What you will do
Role Overview: As a Data Scientist focused on LLM at Gorgias, you will be crucial in developing, refining, and enabling our AI Agent, designed to address and resolve shopper requests for our merchant clients automatically. Beyond prompt engineering, you will be instrumental in scaling the AI Agent's capabilities by developing the right LLM strategies to enable our services. You will work closely with our ML Engineers, Product Managers, and Software Engineers to create, optimize, and implement solutions that enhance our AI-driven customer support solutions' efficiency, accuracy, and functionality.
Key Responsibilities:
* Engineering: Think as an Engineer to develop systems that can scale and allow for fast, reliable, and trusted iterations. Apply scientific and engineering principles to prompt design, LLM evaluation processes, and technical integrations with ecommerce platforms and tools.
* LLM pipelines: Design, develop, and refine prompts to guide the AI Agent in generating accurate and contextually relevant responses to shopper inquiries. Identify patterns and drive improvements in both prompt design and overall AI Agent performance.
* Data Analysis: Analyze large-scale data from LLM evaluations to derive insights. Identify heuristics to sample improvement and non-regression datasets. Build reliable estimators for ongoing AB tests, analyze optimal experiment stopping times, and mitigate cross AB test contamination.
* Testing & Evaluation: Conduct extensive testing of prompts to ensure they perform well in diverse scenarios. Design and implement robust methodologies for assessing LLM performance at scale.
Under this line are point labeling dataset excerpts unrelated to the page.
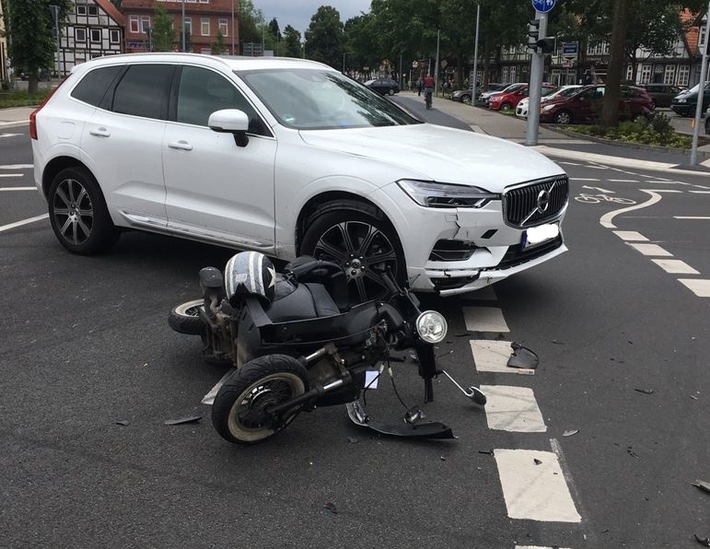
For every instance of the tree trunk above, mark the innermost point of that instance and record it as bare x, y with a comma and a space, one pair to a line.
612, 95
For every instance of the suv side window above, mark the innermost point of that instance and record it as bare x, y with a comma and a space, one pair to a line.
203, 92
94, 85
143, 91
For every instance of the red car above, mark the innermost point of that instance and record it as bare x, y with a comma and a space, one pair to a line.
586, 106
511, 96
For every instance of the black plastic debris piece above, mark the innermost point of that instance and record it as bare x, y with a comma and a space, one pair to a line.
522, 357
183, 420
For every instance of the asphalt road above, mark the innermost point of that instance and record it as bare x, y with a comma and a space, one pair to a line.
621, 389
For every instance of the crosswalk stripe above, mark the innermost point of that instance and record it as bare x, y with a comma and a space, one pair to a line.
513, 409
534, 486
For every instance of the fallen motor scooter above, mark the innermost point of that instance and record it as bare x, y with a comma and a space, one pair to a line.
296, 345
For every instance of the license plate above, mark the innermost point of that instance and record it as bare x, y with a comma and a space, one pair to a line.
537, 235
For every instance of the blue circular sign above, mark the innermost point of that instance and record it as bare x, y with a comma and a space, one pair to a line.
543, 6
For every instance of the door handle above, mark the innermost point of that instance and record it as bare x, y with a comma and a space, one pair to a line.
180, 145
100, 132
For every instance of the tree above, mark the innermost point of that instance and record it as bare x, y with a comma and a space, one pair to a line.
163, 32
292, 42
32, 45
324, 37
218, 46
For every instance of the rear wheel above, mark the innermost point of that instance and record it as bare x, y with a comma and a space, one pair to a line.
185, 318
362, 241
240, 412
78, 213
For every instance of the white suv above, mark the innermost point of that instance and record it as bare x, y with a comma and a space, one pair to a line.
289, 157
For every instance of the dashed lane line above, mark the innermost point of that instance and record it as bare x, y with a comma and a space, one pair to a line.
23, 222
534, 486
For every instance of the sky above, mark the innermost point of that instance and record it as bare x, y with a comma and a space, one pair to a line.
298, 13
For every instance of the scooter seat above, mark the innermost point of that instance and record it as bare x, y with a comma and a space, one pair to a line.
300, 301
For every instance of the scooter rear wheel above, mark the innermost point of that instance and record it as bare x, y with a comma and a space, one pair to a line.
239, 412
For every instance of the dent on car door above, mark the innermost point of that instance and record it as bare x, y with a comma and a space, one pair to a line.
121, 143
217, 190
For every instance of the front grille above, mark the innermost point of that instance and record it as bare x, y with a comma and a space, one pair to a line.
535, 203
517, 256
452, 250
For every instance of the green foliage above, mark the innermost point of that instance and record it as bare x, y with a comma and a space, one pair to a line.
218, 46
163, 33
657, 131
325, 38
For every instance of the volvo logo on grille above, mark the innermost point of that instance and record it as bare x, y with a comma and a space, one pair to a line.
543, 200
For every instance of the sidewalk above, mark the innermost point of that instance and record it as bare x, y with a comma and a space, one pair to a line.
557, 144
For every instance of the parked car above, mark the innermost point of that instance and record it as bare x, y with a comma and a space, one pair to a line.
508, 99
662, 94
685, 103
585, 106
289, 157
491, 90
383, 86
563, 91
Evaluate prompts rationally via systematic testing protocols (offline train/test splits, online with AB tests).
* Collaboration: Work with product managers to understand requirements, incorporate feedback into prompt design and improvement, and integrate findings from large-scale evaluations into the AI Agent's development. Work with ML engineers to build and fine-tune in-house LLMs that outperform the state of the art.
* Documentation: Maintain comprehensive documentation for prompt design, usage, best practices, and evaluation methodologies to ensure clarity and consistency across the team.
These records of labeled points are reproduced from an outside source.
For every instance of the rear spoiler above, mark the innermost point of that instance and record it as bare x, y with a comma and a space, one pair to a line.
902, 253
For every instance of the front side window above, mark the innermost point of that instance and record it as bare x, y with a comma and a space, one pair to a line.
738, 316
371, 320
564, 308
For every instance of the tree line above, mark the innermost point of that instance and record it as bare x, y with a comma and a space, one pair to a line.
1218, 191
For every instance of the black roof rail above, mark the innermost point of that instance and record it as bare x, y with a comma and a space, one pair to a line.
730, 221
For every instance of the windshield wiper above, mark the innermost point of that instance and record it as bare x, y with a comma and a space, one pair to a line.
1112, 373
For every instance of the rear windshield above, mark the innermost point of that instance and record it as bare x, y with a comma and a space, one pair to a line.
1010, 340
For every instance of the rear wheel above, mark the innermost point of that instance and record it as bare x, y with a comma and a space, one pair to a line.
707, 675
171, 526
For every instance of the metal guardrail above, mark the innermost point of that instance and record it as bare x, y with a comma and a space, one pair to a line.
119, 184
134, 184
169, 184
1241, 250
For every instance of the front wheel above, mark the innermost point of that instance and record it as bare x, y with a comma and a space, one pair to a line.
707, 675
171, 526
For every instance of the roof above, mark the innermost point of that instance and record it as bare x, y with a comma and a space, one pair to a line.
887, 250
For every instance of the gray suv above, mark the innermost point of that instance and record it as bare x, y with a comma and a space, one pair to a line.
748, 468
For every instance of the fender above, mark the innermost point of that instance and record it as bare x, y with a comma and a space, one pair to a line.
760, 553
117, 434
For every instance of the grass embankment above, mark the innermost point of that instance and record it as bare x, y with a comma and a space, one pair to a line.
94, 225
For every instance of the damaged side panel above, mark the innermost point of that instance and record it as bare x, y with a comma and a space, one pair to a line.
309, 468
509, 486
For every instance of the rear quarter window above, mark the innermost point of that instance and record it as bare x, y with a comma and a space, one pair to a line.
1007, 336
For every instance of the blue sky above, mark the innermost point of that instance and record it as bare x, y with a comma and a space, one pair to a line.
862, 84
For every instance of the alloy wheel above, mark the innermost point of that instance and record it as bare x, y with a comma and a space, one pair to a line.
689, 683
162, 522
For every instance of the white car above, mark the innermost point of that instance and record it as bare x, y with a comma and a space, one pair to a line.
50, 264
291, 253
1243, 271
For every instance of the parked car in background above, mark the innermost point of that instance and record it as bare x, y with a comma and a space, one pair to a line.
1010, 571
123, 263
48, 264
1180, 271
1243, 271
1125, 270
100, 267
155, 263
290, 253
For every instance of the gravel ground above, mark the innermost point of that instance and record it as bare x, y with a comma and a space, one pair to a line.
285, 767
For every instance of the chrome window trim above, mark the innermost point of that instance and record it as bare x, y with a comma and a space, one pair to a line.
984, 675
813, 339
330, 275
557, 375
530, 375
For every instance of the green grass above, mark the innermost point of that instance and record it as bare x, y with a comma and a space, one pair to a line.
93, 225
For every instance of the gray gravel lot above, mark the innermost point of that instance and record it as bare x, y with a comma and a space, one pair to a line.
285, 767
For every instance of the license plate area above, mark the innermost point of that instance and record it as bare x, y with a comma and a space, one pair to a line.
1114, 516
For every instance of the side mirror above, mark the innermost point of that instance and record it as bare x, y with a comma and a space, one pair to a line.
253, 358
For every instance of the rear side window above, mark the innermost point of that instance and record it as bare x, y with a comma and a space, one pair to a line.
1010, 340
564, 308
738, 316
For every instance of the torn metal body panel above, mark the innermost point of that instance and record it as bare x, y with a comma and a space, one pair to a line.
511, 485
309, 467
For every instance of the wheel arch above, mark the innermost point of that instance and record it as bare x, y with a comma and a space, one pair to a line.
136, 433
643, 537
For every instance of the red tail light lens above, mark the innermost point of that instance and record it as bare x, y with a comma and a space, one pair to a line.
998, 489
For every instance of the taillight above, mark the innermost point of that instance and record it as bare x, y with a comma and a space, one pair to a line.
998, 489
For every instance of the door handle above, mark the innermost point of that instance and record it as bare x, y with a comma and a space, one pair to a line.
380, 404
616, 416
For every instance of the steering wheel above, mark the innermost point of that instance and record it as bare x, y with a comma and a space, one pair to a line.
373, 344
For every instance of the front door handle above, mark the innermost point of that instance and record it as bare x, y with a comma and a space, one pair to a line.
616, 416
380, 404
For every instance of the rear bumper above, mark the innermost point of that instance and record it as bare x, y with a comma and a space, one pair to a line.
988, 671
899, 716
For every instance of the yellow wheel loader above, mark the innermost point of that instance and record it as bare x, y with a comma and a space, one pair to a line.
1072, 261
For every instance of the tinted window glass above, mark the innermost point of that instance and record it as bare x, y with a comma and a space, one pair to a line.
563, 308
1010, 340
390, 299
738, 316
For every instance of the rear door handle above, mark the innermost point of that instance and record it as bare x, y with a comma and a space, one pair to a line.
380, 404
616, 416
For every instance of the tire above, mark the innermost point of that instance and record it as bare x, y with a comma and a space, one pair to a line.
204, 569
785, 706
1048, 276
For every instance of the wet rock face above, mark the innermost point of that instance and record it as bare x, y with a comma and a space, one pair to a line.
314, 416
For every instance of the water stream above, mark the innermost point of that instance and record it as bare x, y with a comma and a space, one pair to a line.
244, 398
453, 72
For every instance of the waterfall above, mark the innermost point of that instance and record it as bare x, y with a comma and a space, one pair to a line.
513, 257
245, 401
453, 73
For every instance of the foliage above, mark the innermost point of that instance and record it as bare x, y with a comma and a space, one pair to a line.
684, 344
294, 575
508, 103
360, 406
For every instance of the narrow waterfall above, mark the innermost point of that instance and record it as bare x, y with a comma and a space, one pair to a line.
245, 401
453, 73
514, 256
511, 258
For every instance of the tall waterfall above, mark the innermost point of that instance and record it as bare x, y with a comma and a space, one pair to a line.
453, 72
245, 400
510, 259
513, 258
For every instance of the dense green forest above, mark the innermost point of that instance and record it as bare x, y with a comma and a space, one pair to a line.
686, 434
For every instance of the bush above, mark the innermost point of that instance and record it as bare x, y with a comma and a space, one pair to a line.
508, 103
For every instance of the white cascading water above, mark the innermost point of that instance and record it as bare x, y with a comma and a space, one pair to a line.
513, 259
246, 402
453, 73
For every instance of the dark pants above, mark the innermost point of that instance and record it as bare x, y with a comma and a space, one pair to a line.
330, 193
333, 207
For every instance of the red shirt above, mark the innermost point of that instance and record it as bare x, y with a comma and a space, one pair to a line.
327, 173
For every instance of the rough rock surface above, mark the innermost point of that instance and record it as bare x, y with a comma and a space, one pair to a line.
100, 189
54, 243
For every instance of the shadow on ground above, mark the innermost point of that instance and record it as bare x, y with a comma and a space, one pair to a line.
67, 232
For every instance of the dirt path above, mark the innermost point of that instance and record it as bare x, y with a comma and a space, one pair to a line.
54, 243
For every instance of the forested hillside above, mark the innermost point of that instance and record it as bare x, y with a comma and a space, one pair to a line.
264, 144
* Continuous Improvement: Stay up to date with advancements in AI, natural language processing (NLP), and prompt engineering techniques. Incorporate cutting-edge methodologies into prompt engineering and LLM evaluation processes.
* User Experience: Analyze and interpret user interactions and large-scale performance data to identify areas for enhancement and ensure the AI Agent provides a seamless and positive experience for shoppers.
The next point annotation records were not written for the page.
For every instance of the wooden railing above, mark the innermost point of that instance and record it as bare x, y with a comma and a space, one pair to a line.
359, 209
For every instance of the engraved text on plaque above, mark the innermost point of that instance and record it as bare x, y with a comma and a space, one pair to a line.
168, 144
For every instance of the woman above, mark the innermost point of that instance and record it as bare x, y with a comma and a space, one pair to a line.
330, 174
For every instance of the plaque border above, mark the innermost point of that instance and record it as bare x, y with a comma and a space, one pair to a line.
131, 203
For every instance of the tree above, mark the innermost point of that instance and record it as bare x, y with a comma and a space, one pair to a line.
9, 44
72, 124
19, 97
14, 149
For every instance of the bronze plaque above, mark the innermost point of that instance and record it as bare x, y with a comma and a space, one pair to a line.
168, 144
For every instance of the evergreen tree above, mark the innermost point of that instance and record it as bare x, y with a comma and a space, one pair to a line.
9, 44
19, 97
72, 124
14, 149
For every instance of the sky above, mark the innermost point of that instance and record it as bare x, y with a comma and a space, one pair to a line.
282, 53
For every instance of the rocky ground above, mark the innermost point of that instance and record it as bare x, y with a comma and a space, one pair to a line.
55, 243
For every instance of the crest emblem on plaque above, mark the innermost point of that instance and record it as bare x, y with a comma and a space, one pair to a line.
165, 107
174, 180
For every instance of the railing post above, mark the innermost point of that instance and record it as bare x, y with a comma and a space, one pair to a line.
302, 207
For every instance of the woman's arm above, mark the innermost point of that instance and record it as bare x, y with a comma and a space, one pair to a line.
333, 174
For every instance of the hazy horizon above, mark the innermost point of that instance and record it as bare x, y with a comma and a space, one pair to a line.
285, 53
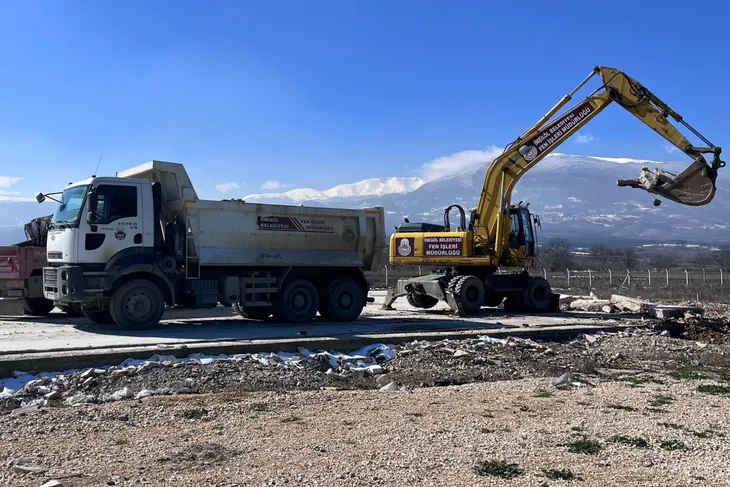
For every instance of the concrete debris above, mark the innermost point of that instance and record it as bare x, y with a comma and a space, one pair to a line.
669, 312
591, 305
391, 387
631, 305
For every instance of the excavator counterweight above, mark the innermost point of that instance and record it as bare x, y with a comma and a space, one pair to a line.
501, 235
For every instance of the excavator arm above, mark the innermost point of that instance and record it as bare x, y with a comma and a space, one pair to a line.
694, 186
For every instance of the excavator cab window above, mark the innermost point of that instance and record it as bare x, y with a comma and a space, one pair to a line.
528, 233
521, 231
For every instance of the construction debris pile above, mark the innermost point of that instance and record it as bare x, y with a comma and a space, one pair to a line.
384, 367
624, 304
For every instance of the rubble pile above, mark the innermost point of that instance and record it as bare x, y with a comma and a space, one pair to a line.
626, 305
31, 392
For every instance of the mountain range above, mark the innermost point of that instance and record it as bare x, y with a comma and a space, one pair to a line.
576, 197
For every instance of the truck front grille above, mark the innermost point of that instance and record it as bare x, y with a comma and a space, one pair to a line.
50, 279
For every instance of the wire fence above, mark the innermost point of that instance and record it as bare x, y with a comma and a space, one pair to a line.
676, 284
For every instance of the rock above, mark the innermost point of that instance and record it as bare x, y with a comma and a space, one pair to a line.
119, 395
31, 408
52, 395
564, 379
86, 373
668, 312
29, 469
376, 369
391, 387
591, 305
631, 305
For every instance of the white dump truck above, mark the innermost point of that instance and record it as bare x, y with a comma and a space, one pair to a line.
124, 247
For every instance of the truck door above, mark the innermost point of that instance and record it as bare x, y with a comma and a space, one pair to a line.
118, 226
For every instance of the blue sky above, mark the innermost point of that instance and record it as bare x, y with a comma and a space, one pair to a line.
312, 94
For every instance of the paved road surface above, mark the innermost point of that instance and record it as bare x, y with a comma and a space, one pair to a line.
57, 332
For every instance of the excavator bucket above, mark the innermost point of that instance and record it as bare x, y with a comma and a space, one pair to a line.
695, 186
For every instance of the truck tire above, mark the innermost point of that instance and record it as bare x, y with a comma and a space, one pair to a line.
344, 300
137, 304
298, 302
422, 301
38, 306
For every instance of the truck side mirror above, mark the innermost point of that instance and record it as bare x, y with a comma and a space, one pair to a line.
93, 205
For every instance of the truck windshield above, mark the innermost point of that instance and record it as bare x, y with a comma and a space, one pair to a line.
69, 210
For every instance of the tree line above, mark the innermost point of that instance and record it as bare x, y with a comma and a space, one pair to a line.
558, 254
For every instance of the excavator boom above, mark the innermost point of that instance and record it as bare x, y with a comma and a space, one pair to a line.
694, 186
501, 234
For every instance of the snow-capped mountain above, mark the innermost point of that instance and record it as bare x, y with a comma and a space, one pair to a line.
367, 187
575, 196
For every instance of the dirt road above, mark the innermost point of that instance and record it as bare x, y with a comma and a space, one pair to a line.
616, 433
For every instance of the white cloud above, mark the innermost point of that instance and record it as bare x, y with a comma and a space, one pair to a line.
226, 187
7, 181
458, 162
584, 138
269, 185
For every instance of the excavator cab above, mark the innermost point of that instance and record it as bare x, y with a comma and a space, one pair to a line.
695, 186
522, 242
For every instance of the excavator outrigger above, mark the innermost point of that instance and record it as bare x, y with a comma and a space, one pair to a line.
500, 234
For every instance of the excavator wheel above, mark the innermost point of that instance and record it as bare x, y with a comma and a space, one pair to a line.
422, 301
537, 294
468, 293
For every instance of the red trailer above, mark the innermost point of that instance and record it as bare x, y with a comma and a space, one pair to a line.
21, 271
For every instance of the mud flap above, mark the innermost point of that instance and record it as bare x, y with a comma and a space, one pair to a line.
695, 186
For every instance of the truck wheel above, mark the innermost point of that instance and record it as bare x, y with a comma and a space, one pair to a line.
38, 306
469, 294
137, 304
422, 301
537, 294
344, 300
99, 317
298, 302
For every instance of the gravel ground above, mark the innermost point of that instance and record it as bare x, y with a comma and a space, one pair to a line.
424, 436
652, 403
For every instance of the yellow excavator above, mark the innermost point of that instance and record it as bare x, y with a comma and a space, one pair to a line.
500, 234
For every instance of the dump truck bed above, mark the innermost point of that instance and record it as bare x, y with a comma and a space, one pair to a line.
251, 234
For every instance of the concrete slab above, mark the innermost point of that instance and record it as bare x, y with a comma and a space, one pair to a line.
61, 333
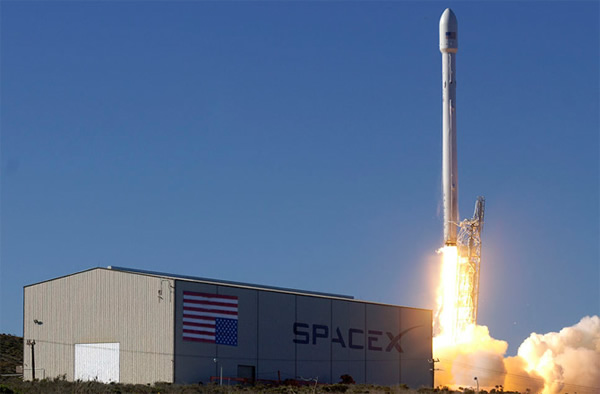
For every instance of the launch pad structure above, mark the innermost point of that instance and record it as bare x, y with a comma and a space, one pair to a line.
467, 275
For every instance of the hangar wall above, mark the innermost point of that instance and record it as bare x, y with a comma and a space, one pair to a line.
297, 335
101, 306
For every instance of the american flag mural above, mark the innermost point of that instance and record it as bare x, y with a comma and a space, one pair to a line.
210, 318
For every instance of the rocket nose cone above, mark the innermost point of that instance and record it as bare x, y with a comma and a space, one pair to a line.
448, 20
448, 32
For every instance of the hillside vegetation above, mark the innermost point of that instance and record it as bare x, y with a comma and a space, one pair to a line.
11, 353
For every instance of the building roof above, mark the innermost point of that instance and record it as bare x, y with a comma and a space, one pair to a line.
225, 282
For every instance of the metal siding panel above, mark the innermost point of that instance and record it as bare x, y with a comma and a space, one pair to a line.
416, 346
347, 316
383, 366
314, 358
276, 348
102, 306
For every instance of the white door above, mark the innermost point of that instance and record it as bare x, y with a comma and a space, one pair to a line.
97, 361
* Performance Metrics: Develop and refine metrics for evaluating prompt and LLM performance at scale, ensuring that improvements can be quantifiably measured and validated.
* Technical Enablement: Develop and scale connections between AI Agents and the e-commerce ecosystem, allowing the AI to perform a wide range of actions. Collaborate with Software Engineers to identify integration opportunities and implement scalable solutions that expand the AI Agent's capabilities across various platforms and tools used in e-commerce.
Who you are
Experience: 2 years of experience in statistics, prompt engineering, and LLM pipelines.
Technical Skills: Proficiency in programming languages such as Python/SQL, large-scale data analysis, and prompt engineering tools and frameworks.
Analytical Skills: Strong problem-solving abilities with a keen eye for detail and an understanding of how to work with AI to create a system with business impact.
Communication: Excellent written and verbal communication skills, with the ability to articulate complex concepts to both technical and non-technical stakeholders.
Education: Master’s degree in STEM (science, technology, engineering, and mathematics) or a related field.